There continues to be good investigative work being done by good reporters and editors who will do so until the bitter end or they break down and take the buyout. But they have got to be thinking that rather than the standard bearers, they are now the odd birds in this mix – especially as each of them rotates through an obligatory cops shift or fills in to cover a beat that no long has no one assigned to it.
And it’s those smaller beats in the smaller towns that are falling away only to suddenly be covered again when something controversial, quirky or man-bites-dog comes along. Covering the day to day grind of local government and writing the diary of the life of a community has no place in the bottom line anymore. This is where I worry more about the loss of daylight.
Dear Mr. Editor,
I am not interested in the least whether or not Miss California keeps her and I certainly don’t need a teaser for it on the front page of a morning newspaper in a state thousands of miles away. You must be watching too much television. Or something.
If I want to watch Entertainment Tonight or some other crap I shall do so. Please don’t feel you need to help me keep up with pap.
Read this blog post about the N&O layoffs.
A lot of the people headed out the door today in Raleigh were the people many of us turned to to try to better understand our government, our state, its people and places.
They contributed some of the best journalism ever produced in this state and some of the most important.
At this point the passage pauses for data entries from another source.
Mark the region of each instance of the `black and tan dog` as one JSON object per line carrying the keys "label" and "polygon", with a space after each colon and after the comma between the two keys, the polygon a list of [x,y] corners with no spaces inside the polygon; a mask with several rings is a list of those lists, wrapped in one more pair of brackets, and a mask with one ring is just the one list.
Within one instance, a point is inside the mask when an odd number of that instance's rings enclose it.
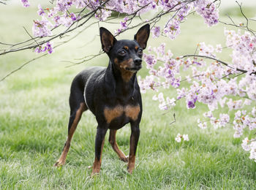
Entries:
{"label": "black and tan dog", "polygon": [[[105,28],[100,28],[99,32],[102,49],[110,59],[108,66],[107,68],[95,66],[86,69],[73,80],[69,96],[67,140],[61,156],[54,166],[65,164],[75,129],[82,113],[89,109],[96,116],[98,123],[92,175],[99,172],[105,136],[108,129],[109,142],[119,158],[128,162],[128,172],[132,173],[135,168],[142,114],[136,73],[141,68],[143,49],[146,47],[150,28],[148,24],[141,27],[134,40],[116,40]],[[116,133],[128,123],[130,123],[132,133],[127,158],[116,144]]]}

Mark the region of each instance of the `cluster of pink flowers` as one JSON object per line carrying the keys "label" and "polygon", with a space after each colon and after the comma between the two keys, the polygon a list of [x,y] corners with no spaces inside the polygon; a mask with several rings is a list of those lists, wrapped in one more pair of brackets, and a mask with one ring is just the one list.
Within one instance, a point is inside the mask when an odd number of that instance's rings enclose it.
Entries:
{"label": "cluster of pink flowers", "polygon": [[[24,7],[29,6],[28,0],[21,0]],[[180,24],[186,19],[186,17],[195,8],[198,14],[202,15],[209,26],[215,24],[218,20],[218,12],[213,1],[145,1],[145,0],[57,0],[53,8],[42,8],[38,6],[37,13],[42,17],[42,20],[34,22],[33,34],[34,37],[43,37],[52,34],[52,30],[62,25],[69,27],[72,24],[80,19],[79,14],[75,14],[70,9],[75,7],[77,9],[86,8],[89,10],[95,10],[95,18],[101,21],[105,20],[112,13],[116,11],[128,15],[136,12],[140,15],[151,10],[157,11],[161,9],[165,11],[174,12],[170,20],[162,28],[163,33],[171,39],[174,39],[180,33]],[[116,31],[118,34],[127,28],[129,17],[124,18],[121,27]],[[214,20],[214,21],[213,21]],[[154,37],[158,37],[161,33],[160,27],[156,26],[152,29]],[[178,81],[173,81],[178,83]]]}
{"label": "cluster of pink flowers", "polygon": [[195,2],[197,12],[205,19],[208,26],[218,23],[219,10],[216,8],[215,4],[209,0],[200,0]]}
{"label": "cluster of pink flowers", "polygon": [[48,42],[45,43],[45,45],[41,45],[38,46],[37,48],[35,48],[34,51],[36,53],[43,53],[46,51],[47,53],[50,54],[54,51],[53,42]]}
{"label": "cluster of pink flowers", "polygon": [[24,7],[29,7],[30,5],[28,0],[21,0],[20,1]]}
{"label": "cluster of pink flowers", "polygon": [[[139,84],[142,92],[152,89],[158,93],[153,99],[159,101],[162,110],[170,109],[181,99],[185,99],[188,109],[195,108],[198,102],[208,105],[209,111],[203,114],[205,121],[197,120],[198,126],[206,129],[208,123],[214,129],[231,125],[235,130],[234,137],[240,137],[246,129],[249,131],[256,129],[256,108],[250,106],[252,101],[256,100],[256,77],[252,74],[256,72],[256,37],[248,32],[241,34],[227,30],[225,30],[225,34],[227,48],[232,50],[233,61],[227,66],[217,61],[206,61],[197,56],[192,58],[173,58],[170,50],[166,51],[165,44],[162,44],[158,48],[149,47],[149,54],[144,55],[149,75],[145,79],[140,78]],[[197,50],[199,56],[217,58],[222,47],[202,42],[198,44]],[[181,79],[181,69],[190,69],[192,75]],[[244,73],[238,78],[236,75],[241,74],[241,69]],[[226,80],[230,75],[233,77]],[[181,86],[184,80],[190,83],[189,88]],[[176,99],[159,92],[160,87],[171,86],[176,88]],[[228,107],[230,113],[236,110],[235,116],[230,118],[229,113],[224,113],[214,116],[214,110],[219,107]],[[241,110],[245,107],[247,111]],[[251,111],[248,111],[249,109]],[[252,153],[256,151],[254,142],[249,146],[252,159],[255,155]]]}

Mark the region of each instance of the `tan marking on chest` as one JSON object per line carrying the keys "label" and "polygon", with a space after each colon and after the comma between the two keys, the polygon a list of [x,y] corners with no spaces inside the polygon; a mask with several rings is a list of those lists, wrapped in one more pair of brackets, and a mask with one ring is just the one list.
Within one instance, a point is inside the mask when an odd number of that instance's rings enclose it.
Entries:
{"label": "tan marking on chest", "polygon": [[140,112],[140,108],[139,105],[131,106],[127,105],[125,107],[125,115],[128,118],[130,118],[133,121],[135,121],[138,118],[138,115]]}
{"label": "tan marking on chest", "polygon": [[118,105],[113,108],[106,107],[104,109],[104,116],[108,123],[110,123],[113,119],[121,116],[124,113],[128,118],[135,121],[140,112],[139,105],[121,106]]}

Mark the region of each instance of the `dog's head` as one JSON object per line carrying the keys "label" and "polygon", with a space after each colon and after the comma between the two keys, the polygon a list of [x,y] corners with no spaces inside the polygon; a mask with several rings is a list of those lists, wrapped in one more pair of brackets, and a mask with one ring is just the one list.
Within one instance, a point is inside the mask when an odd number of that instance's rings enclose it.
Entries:
{"label": "dog's head", "polygon": [[116,40],[106,28],[99,28],[100,40],[103,50],[108,55],[111,63],[122,72],[135,73],[141,69],[143,50],[147,45],[150,27],[141,27],[134,37],[134,40]]}

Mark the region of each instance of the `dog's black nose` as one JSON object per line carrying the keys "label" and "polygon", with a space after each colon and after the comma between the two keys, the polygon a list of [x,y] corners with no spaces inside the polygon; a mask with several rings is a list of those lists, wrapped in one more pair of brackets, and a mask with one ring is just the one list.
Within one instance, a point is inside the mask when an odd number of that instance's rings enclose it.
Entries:
{"label": "dog's black nose", "polygon": [[142,60],[140,58],[136,58],[133,60],[136,66],[140,66],[141,65]]}

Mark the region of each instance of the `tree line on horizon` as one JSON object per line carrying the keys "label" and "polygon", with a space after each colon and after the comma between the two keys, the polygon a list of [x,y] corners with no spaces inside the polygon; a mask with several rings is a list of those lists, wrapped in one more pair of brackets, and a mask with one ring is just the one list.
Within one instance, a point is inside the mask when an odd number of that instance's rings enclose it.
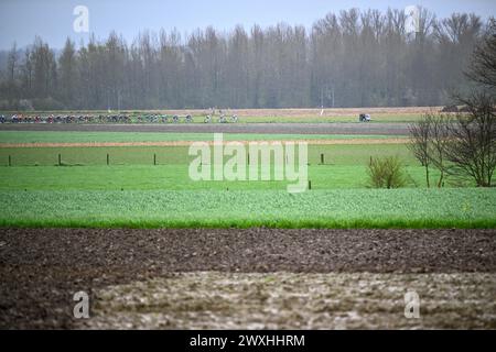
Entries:
{"label": "tree line on horizon", "polygon": [[0,72],[0,110],[408,107],[450,103],[487,23],[420,9],[328,13],[310,30],[279,23],[229,32],[212,26],[112,32],[58,55],[41,37],[13,45]]}

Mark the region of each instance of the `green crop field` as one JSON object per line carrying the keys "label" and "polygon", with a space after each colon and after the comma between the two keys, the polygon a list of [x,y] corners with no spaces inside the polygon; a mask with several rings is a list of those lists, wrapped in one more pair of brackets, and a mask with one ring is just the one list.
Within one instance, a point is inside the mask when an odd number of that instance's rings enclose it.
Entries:
{"label": "green crop field", "polygon": [[[212,139],[208,134],[107,132],[0,135],[4,143]],[[258,138],[225,135],[226,140]],[[451,183],[443,189],[425,189],[423,168],[406,144],[309,145],[312,189],[294,195],[287,193],[288,182],[193,182],[188,177],[193,156],[187,151],[185,146],[1,147],[0,226],[496,227],[496,189],[455,188]],[[406,188],[369,189],[369,158],[387,155],[401,160]]]}
{"label": "green crop field", "polygon": [[1,191],[3,227],[494,228],[496,189]]}
{"label": "green crop field", "polygon": [[[252,134],[225,133],[225,141],[298,141],[298,140],[355,140],[388,139],[381,134]],[[406,136],[395,136],[406,138]],[[0,131],[2,143],[88,143],[88,142],[176,142],[213,141],[212,133],[155,133],[155,132],[55,132]]]}

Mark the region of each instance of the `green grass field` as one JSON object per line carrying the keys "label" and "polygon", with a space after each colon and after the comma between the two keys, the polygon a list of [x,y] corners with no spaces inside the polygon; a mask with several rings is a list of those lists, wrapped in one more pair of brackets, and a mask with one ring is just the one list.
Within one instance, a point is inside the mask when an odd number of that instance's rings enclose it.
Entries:
{"label": "green grass field", "polygon": [[35,190],[0,200],[3,227],[496,227],[496,189]]}
{"label": "green grass field", "polygon": [[[381,134],[251,134],[225,133],[225,141],[298,141],[298,140],[355,140],[388,139]],[[407,138],[407,136],[395,136]],[[55,132],[0,131],[1,143],[88,143],[88,142],[175,142],[213,141],[212,133],[155,132]]]}
{"label": "green grass field", "polygon": [[[65,132],[30,133],[18,134],[9,143],[69,138]],[[142,136],[103,133],[89,138],[129,141]],[[55,166],[58,154],[63,166]],[[406,188],[367,188],[370,156],[386,155],[402,161]],[[450,184],[425,189],[423,168],[405,144],[310,145],[312,189],[296,195],[285,191],[287,182],[193,182],[187,174],[192,160],[184,146],[1,147],[0,226],[496,228],[496,189]]]}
Their work represents the best in a free press.
Their departures represent everything wrong with this industry.
One of the things I’ve always liked about listening to Dan Gillmor is his straightforward delivery. He seems more interested in technology and innovations as tools for better journalism – it’s not about wow, it’s more what can we – what can you – do with this?
At his recent visit to UNC and Duke, Gillmor outlined his research into the demand side of journalism. He started out with a bit of comfort to those of us trying to make the supply side work saying that he’s optimistic that new models for journalism operations are going to emerge. The demand side is another story. Note: I’ll post a couple of videos from this talk in a day or two.
I’m glad to see thinking in this direction because it is a much bigger problem than a few chains unraveling or even figuring how to sell ads online.
What do people really want out of their papers, web sites, iPhones? If you can program your own news flow do you block out opposing ideas? Is journalism worth something to most people?
These are important questions because I am afeared that the brand has been damaged. The age of dis-informers, chattering pundits and star-driven infotainment has left the image of what journalism is or does in a shambles. At the same time the downsizing of the metro-dailies, the fumbling about with web models and the utter disdain by established sources for bloggers and new media innovators are eroding faith – and probably trust – in traditional local sources.
One interesting parallel is the result we’re seeing now in trying to deal with the economy. It is indisputably a moment for federal action yet many can’t shake the deeply embedded idea that government is the problem.
When we go out looking for support for journalistic endeavors will the response be based on a similar reaction or do people still feel connected to the work of the courthouse reporter and the city desk?
Gillmor is right, I think we’ll eventually get the supply side figured out. But if there’s little demand it won’t make a damn bit of difference.
The media – you know the monolith – seems to be really content to talk about itself and frame every major story around how that story is covered by the media.
One reason: It’s much easier to talk about how FOX or MSNBC is covering something than to actually, you know, cover it. All you have to do is watch TV.
Perception is not reality and perception about perception is even less real.